By employing a combination of monthly newsletters, personal check-ins, and event invitations, general partners can maintain regular communication with limited partners, ensuring that concerns are addressed promptly, and the relationship remains strong throughout the investment process.
When aiming to close on $2 MM in a developed market and with sophisticated limited partners, it is advisable to secure both hard and soft circled commitments, factoring in their respective closing probabilities of 75% and 25%. For instance:
($2 MM * 75%) + ($2 MM * 25%) = $1.5 MM + $0.5 MM = $2 MM Raised
$4 MM in Commitments Needed
In developing regions and with unsophisticated limited partners, the closing probabilities for soft and hard commitments tend to be lower. For example, with a 50% closing probability for hard commitments and a 10% closing probability, you would need the following to reach the same $2 MM goal:
($3 MM * 50%) + ($5 MM * 10%) = $1.5 MM + $0.5 MM = $2 MM Raised
$8 MM in Commitments Needed
By adjusting your fundraising strategy based on the likelihood of closing commitments in different markets, you can ensure that you are well-positioned to achieve your target funding goals.
Geography and sophistication can play a significant role in closing probabilities. Limited partners in developing markets or those unfamiliar with venture capital tend to have lower percentages of closing probability. Here are some reasons why limited partners may be less likely to commit:
- 1. Limited familiarity with venture capital: Venture capital may be a relatively new concept for many potential investors. Limited partners may lack the experience or knowledge to navigate the venture capital landscape confidently, making them hesitant to commit.
- 2. Regulatory and legal hurdles: Developing nations may have complex regulatory environments or less developed legal frameworks that could pose challenges to limited partners when making venture capital investments. This uncertainty could deter them from fully committing to a fund.
- 3. Economic instability: Limited partners in developing nations may be concerned about economic stability and market volatility, which could affect the potential returns on their venture capital investments. These concerns may lead them to be more cautious about committing funds.
- 4. Currency risk: Exchange rate fluctuations can impact the returns on venture capital investments. Limited partners in developing nations may be hesitant to invest due to concerns about potential currency risks and the impact on their returns.
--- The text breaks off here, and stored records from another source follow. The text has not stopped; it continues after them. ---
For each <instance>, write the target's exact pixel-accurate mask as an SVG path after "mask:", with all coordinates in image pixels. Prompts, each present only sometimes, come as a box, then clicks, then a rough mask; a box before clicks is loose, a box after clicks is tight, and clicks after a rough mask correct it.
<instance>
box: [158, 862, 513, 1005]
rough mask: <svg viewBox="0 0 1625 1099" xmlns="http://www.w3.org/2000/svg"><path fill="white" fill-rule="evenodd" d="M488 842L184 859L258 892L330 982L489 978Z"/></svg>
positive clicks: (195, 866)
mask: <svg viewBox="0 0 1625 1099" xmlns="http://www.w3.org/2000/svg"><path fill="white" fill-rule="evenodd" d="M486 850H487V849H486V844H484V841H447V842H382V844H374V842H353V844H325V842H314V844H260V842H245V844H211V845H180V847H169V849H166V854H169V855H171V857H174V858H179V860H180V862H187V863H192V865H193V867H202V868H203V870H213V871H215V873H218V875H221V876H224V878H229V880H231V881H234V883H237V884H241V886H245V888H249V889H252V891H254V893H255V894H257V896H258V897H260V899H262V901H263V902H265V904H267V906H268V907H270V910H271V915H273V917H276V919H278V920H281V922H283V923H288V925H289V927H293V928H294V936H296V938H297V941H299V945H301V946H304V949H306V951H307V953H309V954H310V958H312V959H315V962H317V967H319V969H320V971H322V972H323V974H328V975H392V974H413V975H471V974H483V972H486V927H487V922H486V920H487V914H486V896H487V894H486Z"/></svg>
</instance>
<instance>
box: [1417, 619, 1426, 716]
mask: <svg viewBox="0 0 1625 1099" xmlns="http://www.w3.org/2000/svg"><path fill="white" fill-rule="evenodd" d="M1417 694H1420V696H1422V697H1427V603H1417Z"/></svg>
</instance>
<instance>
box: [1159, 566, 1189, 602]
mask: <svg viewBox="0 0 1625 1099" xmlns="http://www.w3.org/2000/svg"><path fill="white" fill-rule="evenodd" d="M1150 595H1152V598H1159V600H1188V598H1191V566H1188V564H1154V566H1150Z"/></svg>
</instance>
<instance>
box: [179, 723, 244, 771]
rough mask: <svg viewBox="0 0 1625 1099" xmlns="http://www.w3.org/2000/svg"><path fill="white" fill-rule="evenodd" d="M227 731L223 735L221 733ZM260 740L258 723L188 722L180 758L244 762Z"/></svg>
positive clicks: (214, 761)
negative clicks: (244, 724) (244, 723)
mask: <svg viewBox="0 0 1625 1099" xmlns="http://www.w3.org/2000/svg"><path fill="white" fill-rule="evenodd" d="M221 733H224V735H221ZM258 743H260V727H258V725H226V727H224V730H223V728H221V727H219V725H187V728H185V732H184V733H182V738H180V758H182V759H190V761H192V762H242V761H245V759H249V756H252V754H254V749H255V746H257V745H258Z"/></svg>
- 5. Access to quality deal flow: Limited partners in developing nations might perceive a lack of access to high-quality investment opportunities or a smaller pool of promising startups compared to more established markets. This perception could limit their willingness to commit to venture capital funds.
In some cases, limited partners in developing nations may even sign LPAs (Limited Partnership Agreements) but fail to wire the funds. By understanding these challenges and addressing the concerns of limited partners in developing markets, general partners can improve their chances of securing the necessary funds for their investments.
Understanding the differences between soft and hard circled limited partners is crucial in the venture capital fundraising process. By recognizing these distinctions, maintaining regular communication, and considering factors like geography, general partners can improve their chances of securing the funds they need to support their investments.